The ItsOurFuture website Monday released a schedule of events to protest against the proposed TPP agreement, including a public rally in Wellington on Tuesday and a march in Auckland Saturday with the presentation of an anti-TPP petition, culminating with a demonstration outside the Ministry of Foreign Affairs and Trade in Wellington on Dec. 12 to mark the close of the round.
Radio New Zealand reported that the 500 delegates were under pressure to reach an agreement after US President Barack Obama last month named October next year as the deadline for a completed deal.
Trade Minister Tim Groser told Radio New Zealand that the US now had to lay its cards on the table on market access for New Zealand dairy exports.
New Zealand’s special agricultural envoy Alistair Polson said nothing short of total elimination of tariffs on exports to the United States would suffice, according to the report.
But Lori Wallach, of trade watchdog Public Citizen, told the station that even if US negotiators agreed, any deal could be derailed by members of Congress beholden to powerful domestic dairy interests.
Over the weekend, activists from Canada, Mexico and the United States are unveiled a "tri-national unity statement" opposing the TPP at a meeting on the US-Canada border.
On Sunday, Kelsey released the results of a poll that showed most New Zealanders wanted the government to end the secrecy of the TPP negotiations.
The poll conducted in mid-November found that 65 percent of New Zealanders thought the government should make the contents of the agreement public before the negotiations were completed and the agreement was signed, while 14 percent did not mind if that did not happen, and 21 percent had no opinion.
Also Monday, more than 50 business leaders from some of New Zealand’s largest companies and business organizations expressed their support for the TPP negotiations in Auckland in an open letter to Prime Minister John Key.
The signatories represented a cross section of all major export sectors, including agriculture, forestry, fishing, horticulture, wine, manufacturing, technology and Maori business, New Zealand International Business Forum chairman Graeme Harrison said in a statement.

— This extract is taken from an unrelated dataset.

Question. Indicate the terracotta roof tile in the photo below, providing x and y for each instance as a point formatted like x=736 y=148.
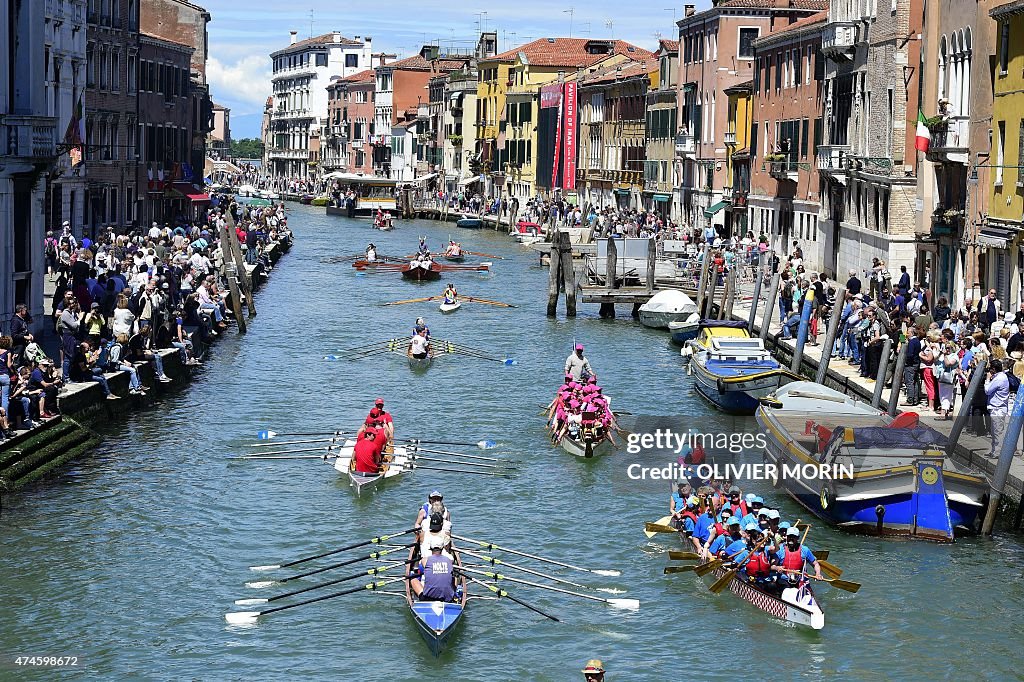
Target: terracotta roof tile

They were aware the negotiations posed "challenges for New Zealand policy settings in a number of areas," but they saw great advantages arising from an agreement that "eliminates trade barriers, lowers the cost of doing business and makes improvements to the way regional supply chains can link producers and consumers in the region," Harrison said.

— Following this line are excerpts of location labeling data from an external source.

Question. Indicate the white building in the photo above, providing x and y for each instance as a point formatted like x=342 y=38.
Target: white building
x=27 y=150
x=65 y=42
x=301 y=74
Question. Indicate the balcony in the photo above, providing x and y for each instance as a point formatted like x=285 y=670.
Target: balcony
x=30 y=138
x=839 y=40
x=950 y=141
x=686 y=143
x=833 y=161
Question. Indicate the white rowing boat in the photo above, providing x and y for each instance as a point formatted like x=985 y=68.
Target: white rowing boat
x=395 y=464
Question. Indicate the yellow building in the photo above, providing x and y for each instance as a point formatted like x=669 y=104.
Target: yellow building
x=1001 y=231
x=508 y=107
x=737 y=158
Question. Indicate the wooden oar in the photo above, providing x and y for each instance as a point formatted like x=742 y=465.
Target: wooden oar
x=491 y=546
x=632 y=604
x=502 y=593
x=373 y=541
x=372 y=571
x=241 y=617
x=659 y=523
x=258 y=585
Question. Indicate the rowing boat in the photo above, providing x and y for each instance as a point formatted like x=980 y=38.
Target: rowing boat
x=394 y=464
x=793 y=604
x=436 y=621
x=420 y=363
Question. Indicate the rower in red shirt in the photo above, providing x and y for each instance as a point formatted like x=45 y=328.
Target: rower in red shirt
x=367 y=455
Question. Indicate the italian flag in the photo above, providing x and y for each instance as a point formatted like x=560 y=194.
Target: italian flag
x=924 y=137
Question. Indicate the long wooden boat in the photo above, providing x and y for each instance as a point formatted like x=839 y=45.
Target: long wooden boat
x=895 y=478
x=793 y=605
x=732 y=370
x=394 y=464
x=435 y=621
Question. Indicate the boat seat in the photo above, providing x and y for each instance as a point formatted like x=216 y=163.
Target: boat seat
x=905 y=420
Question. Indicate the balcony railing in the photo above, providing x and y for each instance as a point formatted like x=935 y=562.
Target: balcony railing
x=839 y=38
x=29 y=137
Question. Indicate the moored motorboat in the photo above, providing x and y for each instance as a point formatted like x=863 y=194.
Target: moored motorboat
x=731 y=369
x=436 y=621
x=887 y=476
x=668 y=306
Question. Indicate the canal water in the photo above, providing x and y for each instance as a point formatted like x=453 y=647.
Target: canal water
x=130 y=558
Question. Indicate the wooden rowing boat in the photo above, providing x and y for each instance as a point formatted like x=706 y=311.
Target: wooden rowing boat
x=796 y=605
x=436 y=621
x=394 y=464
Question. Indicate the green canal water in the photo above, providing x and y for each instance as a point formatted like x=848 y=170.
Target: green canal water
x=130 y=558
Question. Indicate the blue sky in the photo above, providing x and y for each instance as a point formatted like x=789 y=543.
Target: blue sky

The open letter coincided with the launch of a new business-led initiative, Trade Works, which had a website promoting the potential benefits of TPP funded by the New Zealand United States Council.
US involvement in the TPP has been one of the most contentious issues, with critics claiming the United States is pushing the TPP as a vehicle to contain China’s economic growth in the Pacific.
Last month, 16 Asia-Pacific countries launched negotiations for the Regional Comprehensive Economic Partnership (RCEP) free trade agreement that would include the 10 ASEAN (Association of Southeast Asian Nations) states, together with China, Australia, India, Japan, the Republic of Korea and New Zealand.
Kelsey said the RCEP and TPP were in clear conflict and the New Zealand government would struggle to balance the two.
The current TPP trade agreement between Brunei, Chile, Singapore and New Zealand came into force in 2006, but the United States, Australia, Peru, Vietnam, Malaysia, Canada and Mexico have joined negotiations to expand the agreement.
Japan announced its interest in joining the TPP in 2010, when the negotiations began, and Thailand voiced its interest in joining last month.